4. Bama women have children late: they give birth to their first baby at 27 and the last baby is usually around 42 or 43.


http://www.theguardian.com/world/2013/dec/30/chinese-village-secret-long-life-bama-guangxi
(my emphasis)


(Not sure what having children at a later age has to do with living long. I've read of emotional and educational impacts of having children too young, but not that it shortens your lifespan.)

Another interesting quote:

When Yang first arrived, they ate "rice porridge with a bit of salt, and hemp oil", and seldom consumed meat. Old people were surrounded by relatives. "They were not lonely and were happy. They were calm, had fewer desires, did not compete, and were more optimistic," Yang said.

http://www.theguardian.com/world/2013/dec/30/chinese-village-secret-long-life-bama-guangxi
(my emphasis)


I wonder if hemp oil is not key to it all--that wonderful plant!

Anyway, good advice, eh? Love other people rather than competing with them; eat a simple, "green" diet; stay active (walking, farming, doing for yourself).

The "hippies" had it right!

But also, consider the environment. In this case, the environment is not only beautiful and unspoiled, it has provided everything that the local people have needed--the right combination of flora and fauna, climate, water availability and other factors, that have made food production without the horrors of industrial food production (pesticides, chemical fertilizers, etc.) possible.

The article stresses the "ambience" of the place but it would be good to know more specifics about the ecology--microclimates, watersheds, forest, soils, wildlife and more--that the village people are integrated into (and how they are integrated, i.e., their ecological practices, their ancient knowledge of how to BE in that environment for the environment to sustain them).

Not everybody has such a natural environment--in fact, it's rare and getting rarer. We may end up having to duplicate it by artificial, "terraforming" technologies. Industrialization has spoiled many places. Indeed, it is literally killing Planet Earth. And, personally, I think that the planet is in such dire straits, due to industrialization, that the only way back to planet health may be technology. (And the other part of that may be space travel--finding other potentially-habitable places and "terraforming" them--because of the pressure of overpopulation--the other factor in the human death blows to Planet Earth.)
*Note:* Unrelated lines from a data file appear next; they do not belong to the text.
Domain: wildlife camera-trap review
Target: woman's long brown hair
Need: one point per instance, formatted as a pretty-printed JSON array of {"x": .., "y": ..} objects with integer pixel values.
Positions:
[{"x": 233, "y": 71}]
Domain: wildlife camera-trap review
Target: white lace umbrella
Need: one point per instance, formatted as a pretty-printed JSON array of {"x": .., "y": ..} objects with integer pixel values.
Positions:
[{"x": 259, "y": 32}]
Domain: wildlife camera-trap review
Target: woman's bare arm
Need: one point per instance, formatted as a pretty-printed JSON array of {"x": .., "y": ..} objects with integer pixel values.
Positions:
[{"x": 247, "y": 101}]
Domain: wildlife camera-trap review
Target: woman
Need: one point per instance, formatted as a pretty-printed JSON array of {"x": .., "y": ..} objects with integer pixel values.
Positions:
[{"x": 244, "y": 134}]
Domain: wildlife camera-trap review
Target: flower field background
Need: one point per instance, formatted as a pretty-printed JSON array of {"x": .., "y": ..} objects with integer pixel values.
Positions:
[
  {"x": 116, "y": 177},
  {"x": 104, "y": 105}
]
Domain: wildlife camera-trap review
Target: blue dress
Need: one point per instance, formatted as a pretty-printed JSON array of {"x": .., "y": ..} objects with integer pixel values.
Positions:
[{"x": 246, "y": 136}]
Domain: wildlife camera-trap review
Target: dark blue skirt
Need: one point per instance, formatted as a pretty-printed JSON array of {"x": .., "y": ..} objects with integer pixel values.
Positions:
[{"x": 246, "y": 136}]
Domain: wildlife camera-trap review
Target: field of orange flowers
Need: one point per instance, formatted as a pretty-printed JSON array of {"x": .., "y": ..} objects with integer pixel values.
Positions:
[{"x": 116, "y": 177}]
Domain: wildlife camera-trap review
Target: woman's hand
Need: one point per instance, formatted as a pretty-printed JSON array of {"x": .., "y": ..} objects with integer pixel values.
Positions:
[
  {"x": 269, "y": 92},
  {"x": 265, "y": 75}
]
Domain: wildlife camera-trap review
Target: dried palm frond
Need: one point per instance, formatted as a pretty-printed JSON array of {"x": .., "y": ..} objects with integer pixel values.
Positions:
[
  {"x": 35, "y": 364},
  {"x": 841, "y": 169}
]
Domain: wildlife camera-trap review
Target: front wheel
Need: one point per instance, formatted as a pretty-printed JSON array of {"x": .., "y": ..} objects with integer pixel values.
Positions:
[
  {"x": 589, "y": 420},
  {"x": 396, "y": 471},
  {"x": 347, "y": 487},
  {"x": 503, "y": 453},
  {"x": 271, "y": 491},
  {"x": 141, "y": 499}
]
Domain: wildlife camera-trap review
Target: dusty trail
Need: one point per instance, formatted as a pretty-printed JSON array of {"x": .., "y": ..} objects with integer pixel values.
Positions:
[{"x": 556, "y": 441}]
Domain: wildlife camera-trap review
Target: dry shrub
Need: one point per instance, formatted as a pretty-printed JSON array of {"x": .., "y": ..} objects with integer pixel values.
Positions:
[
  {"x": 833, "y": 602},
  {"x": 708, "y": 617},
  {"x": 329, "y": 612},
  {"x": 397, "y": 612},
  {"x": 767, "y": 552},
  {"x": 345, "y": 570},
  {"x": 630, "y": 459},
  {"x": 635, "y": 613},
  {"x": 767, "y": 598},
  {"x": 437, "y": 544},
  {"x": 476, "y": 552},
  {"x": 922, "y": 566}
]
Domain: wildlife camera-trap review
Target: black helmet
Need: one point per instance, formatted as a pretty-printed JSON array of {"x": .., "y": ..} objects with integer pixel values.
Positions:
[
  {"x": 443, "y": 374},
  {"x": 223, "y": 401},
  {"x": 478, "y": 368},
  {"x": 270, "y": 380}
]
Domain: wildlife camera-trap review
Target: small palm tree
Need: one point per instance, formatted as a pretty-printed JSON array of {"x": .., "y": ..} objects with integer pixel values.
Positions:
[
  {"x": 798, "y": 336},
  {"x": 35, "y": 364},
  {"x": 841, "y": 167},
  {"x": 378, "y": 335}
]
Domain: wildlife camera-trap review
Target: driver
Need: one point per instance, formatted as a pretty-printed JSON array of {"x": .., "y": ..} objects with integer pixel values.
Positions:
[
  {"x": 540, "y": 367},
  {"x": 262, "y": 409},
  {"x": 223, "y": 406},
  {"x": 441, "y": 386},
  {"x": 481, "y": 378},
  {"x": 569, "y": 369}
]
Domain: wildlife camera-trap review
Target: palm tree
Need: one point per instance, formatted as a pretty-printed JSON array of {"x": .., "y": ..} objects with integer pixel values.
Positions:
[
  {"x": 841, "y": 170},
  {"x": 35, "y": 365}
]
Longevity isn't everything (as some of these elders express--they rather like the new availability of more meat, for instance). But longevity certainly is an indicator of optimal life conditions. Ordinary people (the health tourists, as opposed to scientists/doctors) sense that it is the PLACE that produces health. While attitude, diet and activity combine with the place to produce both health and longevity, the place is the hardest of all factors to reproduce. We don't have many places like this any more in our world--green, unpolluted, beautiful, bountiful. How do we create not just healthier individual lives, but RE-create the "gardens of eden" in which our species, and all of our plant and animal companions, evolved?

There ARE new technologies, based on "Gaia" science, that can re-green polluted, despoiled environments. Indeed, just pull up a patch of lawn and plant some vegies, or native plants, and you are taking the first step toward re-greening wherever you are. And there is MUCH MORE that can be done, with both science and intuition. (Intuition is important--what kind of environment do you feel good in?)

Why are we not doing this, rather than pouring all of our resources into oil wars and other horrors? Well, some people ARE doing "greening"--more and more people are, in truth. And every little bit helps! Think of China's Bama county--in its unspoiled, remote condition--as a sort of template. WHAT environment do we need to thrive? WHAT makes us happy? WHAT makes life worth living? HOW do we find or re-create, and protect, the matrix of life?